News In Brief

A sweeping debt-relief program for the world's poorest nations gained final approval from the International Monetary Fund. The pledge total is now $2.5 billion, a five-fold increase since Wednesday, according to British Chancellor of the Exchequer Gordon Brown. New contributions include a US pledge of nearly $1 billion over four years, announced Wednesday. Britain and Germany pledged an additional $50 million and $55 million, respectively.

Linda Tripp sued the White House and her employer, the Defense Department, alleging they used confidential records to smear her reputation after she brought the Monica Lewinsky scandal to light by secretly recording telephone conversations with Lewinsky. The suit, in a Washington federal court, says unidentified people in the executive office of the president "unlawfully disclosed" contents of "personnel files, FBI files, security files, and other government records."

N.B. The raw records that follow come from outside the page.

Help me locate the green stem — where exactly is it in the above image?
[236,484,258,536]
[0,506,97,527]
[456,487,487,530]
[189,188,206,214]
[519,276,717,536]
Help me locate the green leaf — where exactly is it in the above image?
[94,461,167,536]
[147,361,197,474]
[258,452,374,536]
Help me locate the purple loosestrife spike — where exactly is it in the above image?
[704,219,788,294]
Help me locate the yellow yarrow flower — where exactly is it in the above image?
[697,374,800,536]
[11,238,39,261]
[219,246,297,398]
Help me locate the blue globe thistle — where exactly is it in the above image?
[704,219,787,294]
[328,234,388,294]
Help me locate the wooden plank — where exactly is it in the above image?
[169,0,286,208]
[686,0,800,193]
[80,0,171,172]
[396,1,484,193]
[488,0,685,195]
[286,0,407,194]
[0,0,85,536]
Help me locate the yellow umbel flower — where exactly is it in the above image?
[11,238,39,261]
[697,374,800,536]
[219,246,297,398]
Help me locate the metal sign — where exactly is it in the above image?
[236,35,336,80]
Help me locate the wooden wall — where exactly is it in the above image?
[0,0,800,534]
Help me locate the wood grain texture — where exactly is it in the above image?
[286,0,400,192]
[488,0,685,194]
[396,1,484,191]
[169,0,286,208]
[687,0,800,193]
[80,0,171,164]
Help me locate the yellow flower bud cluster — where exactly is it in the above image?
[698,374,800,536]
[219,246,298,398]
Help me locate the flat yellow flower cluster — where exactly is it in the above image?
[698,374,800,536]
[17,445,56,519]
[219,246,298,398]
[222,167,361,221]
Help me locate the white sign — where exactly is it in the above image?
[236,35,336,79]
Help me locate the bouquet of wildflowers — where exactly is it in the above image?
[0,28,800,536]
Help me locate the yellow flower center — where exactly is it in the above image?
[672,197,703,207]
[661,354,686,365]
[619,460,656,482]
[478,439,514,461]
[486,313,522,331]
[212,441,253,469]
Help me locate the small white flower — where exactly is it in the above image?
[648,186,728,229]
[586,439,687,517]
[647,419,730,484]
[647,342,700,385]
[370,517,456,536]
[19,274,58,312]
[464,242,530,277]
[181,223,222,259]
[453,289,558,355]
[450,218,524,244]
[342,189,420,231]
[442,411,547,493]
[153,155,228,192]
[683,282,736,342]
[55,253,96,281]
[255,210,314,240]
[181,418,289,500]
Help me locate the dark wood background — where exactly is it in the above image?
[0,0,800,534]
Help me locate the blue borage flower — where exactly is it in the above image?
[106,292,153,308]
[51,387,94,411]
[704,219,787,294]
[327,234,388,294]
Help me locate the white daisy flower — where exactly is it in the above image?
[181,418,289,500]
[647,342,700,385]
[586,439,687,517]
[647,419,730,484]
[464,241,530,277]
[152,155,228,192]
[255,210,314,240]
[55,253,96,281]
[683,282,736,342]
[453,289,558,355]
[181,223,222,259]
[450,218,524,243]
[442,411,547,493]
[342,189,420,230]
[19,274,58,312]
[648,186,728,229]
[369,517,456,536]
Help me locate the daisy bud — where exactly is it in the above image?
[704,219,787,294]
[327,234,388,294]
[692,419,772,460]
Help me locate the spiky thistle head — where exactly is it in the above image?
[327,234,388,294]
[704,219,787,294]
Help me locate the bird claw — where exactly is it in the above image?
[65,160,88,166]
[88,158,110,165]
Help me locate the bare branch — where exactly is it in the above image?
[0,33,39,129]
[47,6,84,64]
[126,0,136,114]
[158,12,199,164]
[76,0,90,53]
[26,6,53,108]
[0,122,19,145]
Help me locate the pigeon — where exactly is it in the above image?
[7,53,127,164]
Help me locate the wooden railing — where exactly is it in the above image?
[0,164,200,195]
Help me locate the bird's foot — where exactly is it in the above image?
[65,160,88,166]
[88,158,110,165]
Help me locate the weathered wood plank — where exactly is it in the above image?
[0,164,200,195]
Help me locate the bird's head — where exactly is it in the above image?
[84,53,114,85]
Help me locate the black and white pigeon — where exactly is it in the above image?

Dan Quayle is abandoning his uphill fight for the Republican presidential nomination, aides said. The former vice president was scheduled to make a formal announcement yesterday in Phoenix, where he now lives. While confident of a strong showing in New Hampshire, Quayle realized "he would not have the resources necessary" to wage a competitive national campaign, a senior campaign strategist explained. Meanwhile, Arizona Sen. John McCain was expected to formally kick off his campaign for the nomination.

Medicare is still vulnerable to potential Y2K computer problems, the Clinton administration said. In draft testimony prepared for a House Government Reform subcommittee hearing yesterday, the Health Care Financing Administration said doctors, hospitals, nursing homes, and other Medicare providers "still do not appear to be doing all that they must." In separate testimony, congressional auditors also expressed concern that Medicare contractors would run out of time to find and fix glitches in data-exchange systems.

US Airways has ordered its pilots to fly Boeing 737s faster during takeoffs and landings to avoid the type of rudder malfunction believed to have caused the crash of Flight 427 near Pittsburgh in 1994. Citing airline memos dated this month, the Pittsburgh Tribune-Review said US Airways told pilots to fly 20 knots (23 m.p.h.) faster during certain phases of takeoffs and landings. Pilots say added speed gives them more time to recognize and correct rudder problems. The Federal Aviation Administration has left it up to individual airlines to decide whether to adopt speed changes.

Firefighters in California were hampered by heat and dry conditions as they fought a string of fires. On the central coast, blazes that have burned 42,454 acres of the Los Padres National Forest near Big Sur were about one-quarter contained over the weekend. Further north, where fires have burned more than 60,000 acres of the Trinity Alps Wilderness over the past month, a blaze in Happy Valley in rural Shasta County destroyed at least 37 homes and forced more than 200 people to evacuate.